Pour Dr Mouhamadou Ba, enseignant en droit à l’Université Cheikh Anta Diop de Dakar (UCAD), la complexité de cette enquête tient avant tout au profil des personnes susceptibles d’être mises en cause. Il rappelle que certains hauts responsables de l’État peuvent bénéficier d’une immunité pénale dès lors qu’ils ont agi dans le cadre d’une mission de service public.
« Pour les anciens ministres ou chefs d’État, seule la Haute Cour de Justice est compétente, selon des procédures particulières. Quant aux forces de sécurité, elles relèvent du tribunal militaire », précise-t-il. Il ajoute que la distinction entre faute de service et faute personnelle est souvent ténue, ce qui complique davantage la qualification des faits et la mise en œuvre de poursuites.

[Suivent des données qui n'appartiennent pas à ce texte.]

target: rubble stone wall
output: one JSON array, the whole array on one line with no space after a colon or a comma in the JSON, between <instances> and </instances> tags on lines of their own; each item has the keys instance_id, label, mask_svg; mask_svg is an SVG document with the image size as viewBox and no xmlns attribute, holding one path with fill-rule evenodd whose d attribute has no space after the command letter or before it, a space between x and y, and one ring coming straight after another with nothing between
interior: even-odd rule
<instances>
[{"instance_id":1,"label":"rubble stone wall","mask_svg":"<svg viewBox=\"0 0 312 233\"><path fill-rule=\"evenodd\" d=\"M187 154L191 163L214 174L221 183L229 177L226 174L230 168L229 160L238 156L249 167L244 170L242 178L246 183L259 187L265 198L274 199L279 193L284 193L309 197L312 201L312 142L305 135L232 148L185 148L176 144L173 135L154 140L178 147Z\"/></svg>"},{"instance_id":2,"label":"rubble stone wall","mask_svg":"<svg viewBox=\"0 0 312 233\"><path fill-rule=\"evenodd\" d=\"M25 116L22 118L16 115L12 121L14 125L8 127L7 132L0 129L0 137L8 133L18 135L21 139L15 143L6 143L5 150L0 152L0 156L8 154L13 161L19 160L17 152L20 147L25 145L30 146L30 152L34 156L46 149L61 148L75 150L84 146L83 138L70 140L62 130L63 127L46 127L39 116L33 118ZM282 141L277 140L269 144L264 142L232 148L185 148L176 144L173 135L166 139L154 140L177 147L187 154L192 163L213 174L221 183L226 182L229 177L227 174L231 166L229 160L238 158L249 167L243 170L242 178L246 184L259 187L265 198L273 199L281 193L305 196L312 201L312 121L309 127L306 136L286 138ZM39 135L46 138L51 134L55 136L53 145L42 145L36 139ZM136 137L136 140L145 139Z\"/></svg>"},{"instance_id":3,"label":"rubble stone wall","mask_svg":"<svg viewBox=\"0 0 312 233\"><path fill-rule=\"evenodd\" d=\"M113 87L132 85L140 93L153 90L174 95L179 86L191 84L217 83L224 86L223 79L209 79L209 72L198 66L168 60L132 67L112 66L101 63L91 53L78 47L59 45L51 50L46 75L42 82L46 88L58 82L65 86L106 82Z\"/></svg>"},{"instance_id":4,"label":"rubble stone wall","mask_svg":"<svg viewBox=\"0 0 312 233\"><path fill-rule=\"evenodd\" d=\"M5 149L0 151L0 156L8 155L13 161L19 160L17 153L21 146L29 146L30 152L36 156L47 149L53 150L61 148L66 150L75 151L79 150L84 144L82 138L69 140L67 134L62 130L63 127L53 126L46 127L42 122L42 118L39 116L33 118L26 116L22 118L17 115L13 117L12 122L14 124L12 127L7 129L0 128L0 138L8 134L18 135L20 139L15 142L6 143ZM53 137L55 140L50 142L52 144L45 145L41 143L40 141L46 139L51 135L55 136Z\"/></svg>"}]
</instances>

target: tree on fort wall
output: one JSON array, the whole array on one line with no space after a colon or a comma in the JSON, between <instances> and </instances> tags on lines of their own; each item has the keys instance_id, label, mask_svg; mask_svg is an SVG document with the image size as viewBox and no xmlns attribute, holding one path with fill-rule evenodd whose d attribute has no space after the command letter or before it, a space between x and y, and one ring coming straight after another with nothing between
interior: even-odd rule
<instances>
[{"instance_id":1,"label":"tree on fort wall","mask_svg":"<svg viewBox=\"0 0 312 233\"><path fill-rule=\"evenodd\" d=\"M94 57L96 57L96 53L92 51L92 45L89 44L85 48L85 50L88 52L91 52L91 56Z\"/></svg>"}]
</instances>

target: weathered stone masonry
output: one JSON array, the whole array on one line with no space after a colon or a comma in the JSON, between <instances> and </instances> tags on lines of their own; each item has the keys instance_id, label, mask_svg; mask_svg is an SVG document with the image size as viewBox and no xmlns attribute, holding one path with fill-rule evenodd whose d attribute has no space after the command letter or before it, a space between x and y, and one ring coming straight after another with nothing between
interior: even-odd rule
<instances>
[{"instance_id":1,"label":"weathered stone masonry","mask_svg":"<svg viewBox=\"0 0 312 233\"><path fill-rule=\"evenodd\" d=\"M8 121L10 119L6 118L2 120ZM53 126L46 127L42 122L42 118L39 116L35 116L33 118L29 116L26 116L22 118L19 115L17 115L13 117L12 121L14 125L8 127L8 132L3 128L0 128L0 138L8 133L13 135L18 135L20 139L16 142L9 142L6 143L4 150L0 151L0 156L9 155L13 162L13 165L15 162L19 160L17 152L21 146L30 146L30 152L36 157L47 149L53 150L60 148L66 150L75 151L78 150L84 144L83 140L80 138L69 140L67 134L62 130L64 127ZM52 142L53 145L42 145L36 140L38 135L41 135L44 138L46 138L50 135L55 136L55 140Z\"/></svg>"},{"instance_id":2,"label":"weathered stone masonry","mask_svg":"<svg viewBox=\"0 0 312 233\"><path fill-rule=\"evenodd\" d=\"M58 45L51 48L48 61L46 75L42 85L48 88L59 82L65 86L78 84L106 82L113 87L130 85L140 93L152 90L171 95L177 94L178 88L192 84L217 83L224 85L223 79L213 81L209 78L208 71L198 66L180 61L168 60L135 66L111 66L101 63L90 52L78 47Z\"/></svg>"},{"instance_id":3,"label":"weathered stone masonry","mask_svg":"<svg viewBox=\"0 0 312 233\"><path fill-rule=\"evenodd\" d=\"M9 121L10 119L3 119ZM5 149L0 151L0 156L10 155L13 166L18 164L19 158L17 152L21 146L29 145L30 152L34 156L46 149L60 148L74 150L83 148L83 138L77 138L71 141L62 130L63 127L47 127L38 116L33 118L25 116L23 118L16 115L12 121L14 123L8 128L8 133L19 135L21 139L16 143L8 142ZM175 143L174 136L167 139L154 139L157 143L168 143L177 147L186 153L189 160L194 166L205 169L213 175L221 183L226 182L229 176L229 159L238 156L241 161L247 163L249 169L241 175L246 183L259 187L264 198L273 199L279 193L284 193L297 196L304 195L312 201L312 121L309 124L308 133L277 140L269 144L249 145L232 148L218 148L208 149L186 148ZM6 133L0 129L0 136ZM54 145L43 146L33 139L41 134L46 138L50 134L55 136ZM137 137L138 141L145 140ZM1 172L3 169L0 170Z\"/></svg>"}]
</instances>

Au-delà des obstacles juridiques, les défis techniques sont tout aussi redoutables. El Amath Thiam, président de l’ONG Justice sans Frontière (JSF), évoque le risque de disparition de preuves, les difficultés d’identification des auteurs ou encore la traçabilité des ordres donnés dans le feu de l’action. Il met également en garde contre toute instrumentalisation politique de la procédure, appelant à une enquête rigoureuse, impartiale et respectueuse des droits de la défense.
La démarche judiciaire, aussi noble soit-elle, suscite donc autant d’espoirs que de craintes. Certains observateurs redoutent un effet boomerang : si elle est perçue comme biaisée ou sélective, l’enquête pourrait aggraver les fractures au lieu de les apaiser. La comparaison avec le procès de l’ex-président ivoirien Laurent Gbagbo, acquitté par la CPI malgré un lourd bilan humain, est dans tous les esprits.
Dr Ba résume avec lucidité une inquiétude partagée par de nombreux analystes : « Des enquêtes seront ouvertes, des auditions menées, mais la montagne risque d’accoucher d’une souris. »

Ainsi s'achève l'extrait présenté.